Tak lama kemudian, Ruan Bin dan Huang Hongwen melakukan USG dan pemeriksaan hemoglobin pada pasien. Setelah hasilnya keluar, ia langsung memeriksanya dengan cepat.
“Syukurlah, USG menunjukkan tidak ada darah menumpuk di limpa, hemoglobin memang agak rendah namun masih dalam batas normal.”
“Tapi... kenapa sistem belum memberikan notifikasi misi selesai?”
“Mungkin harus menunggu pasien benar-benar pulih?” Ruan Bin berpikir, meski saat ini pasien baik-baik saja, ia tak berani menjamin apakah besok atau lusa tidak akan terjadi perdarahan atau robekan pada limpa.
Mungkin sistem juga sedang menunggu hasil akhirnya?
Malam itu, Kepala Qian berjaga, jadi semuanya berjalan lancar.
Malam yang sibuk, melelahkan, dan penuh rasa tak berdaya pun berlalu. Keesokan harinya, ia tidur nyenyak sampai siang hari.

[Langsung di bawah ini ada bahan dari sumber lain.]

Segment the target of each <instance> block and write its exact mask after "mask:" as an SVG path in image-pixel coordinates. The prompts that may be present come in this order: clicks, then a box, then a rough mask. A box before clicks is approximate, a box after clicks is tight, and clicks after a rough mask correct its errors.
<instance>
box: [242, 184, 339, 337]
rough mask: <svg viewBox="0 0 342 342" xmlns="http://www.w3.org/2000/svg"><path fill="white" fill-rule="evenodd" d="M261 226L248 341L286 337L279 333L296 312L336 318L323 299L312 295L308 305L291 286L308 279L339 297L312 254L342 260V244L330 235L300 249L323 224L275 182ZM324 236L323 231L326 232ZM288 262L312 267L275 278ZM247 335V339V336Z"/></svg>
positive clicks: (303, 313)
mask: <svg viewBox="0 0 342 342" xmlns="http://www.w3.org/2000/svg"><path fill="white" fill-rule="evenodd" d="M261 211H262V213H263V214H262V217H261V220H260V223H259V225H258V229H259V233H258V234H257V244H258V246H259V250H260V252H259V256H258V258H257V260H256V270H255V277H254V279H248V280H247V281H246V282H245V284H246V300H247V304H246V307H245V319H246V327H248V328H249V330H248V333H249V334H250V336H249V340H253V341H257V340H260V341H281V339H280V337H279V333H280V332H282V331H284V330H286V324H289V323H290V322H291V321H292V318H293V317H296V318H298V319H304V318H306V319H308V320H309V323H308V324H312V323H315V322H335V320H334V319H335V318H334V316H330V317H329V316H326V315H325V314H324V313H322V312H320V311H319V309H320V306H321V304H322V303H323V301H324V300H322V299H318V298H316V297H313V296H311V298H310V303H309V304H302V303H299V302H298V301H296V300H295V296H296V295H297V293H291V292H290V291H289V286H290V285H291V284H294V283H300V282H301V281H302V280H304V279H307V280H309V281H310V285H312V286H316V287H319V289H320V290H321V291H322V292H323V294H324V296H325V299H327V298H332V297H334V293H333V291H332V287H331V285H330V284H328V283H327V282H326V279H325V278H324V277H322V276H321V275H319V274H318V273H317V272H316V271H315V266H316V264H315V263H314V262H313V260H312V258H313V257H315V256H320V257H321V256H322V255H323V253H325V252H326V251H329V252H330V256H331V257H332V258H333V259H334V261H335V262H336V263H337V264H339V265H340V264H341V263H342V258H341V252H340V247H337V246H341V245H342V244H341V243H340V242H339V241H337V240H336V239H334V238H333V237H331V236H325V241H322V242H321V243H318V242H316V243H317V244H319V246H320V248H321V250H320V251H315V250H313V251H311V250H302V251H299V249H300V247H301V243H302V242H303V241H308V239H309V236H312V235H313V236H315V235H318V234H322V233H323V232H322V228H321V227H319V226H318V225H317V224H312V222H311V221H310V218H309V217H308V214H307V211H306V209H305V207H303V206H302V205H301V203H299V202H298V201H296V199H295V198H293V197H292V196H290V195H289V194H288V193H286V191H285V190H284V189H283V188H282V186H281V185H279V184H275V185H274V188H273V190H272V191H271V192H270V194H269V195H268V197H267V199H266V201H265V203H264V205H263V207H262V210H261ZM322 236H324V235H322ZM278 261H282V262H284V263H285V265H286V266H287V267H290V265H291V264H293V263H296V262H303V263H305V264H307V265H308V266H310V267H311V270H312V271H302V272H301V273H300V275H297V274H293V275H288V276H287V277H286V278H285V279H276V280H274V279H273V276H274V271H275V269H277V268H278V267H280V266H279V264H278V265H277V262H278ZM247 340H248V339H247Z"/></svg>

Pada hari ketiga, pagi-pagi saat masuk kerja, tiba-tiba terdengar suara sistem di benaknya yang mengumumkan misi telah selesai!
Artinya, limpa anak laki-laki itu benar-benar berhasil diselamatkan!
“Ding... Selamat kepada host karena telah menyelesaikan misi! Mendapatkan 3.000 poin.”
“Ding... Selamat kepada host karena telah berhasil menyelesaikan lebih dari sepuluh misi berturut-turut, paket hadiah pemula akan dibagikan. Silakan periksa sendiri!”
Saat suara kedua hadiah itu terdengar, Ruan Bin sempat bingung, dan ketika ia sadar ternyata ada hadiah tambahan, ia kaget sekaligus ingin memaki!
“Sialan, sistem! Sudah lebih dari setengah bulan aku pakai, baru sekarang kamu kasih paket hadiah pemula? Dasar sistem aneh paling payah di antara para cheat, sistem sampah di antara sistem!”
Meski menggerutu, tetap saja ia segera ingin tahu isi paket hadiah pemula itu.
“Mudah-mudahan aku dapat satu juta poin!”
“Buka!”
Paket hadiah pemula berupa sebuah kantong kain kecil, setelah dibuka di dalamnya terdapat sebuah kartu emas dengan tulisan: “Gosok dan Menang!”
“Sistem, bolehkah aku memukulmu? Bagaimana kalau isinya cuma ‘Terima kasih, silakan coba lagi’?”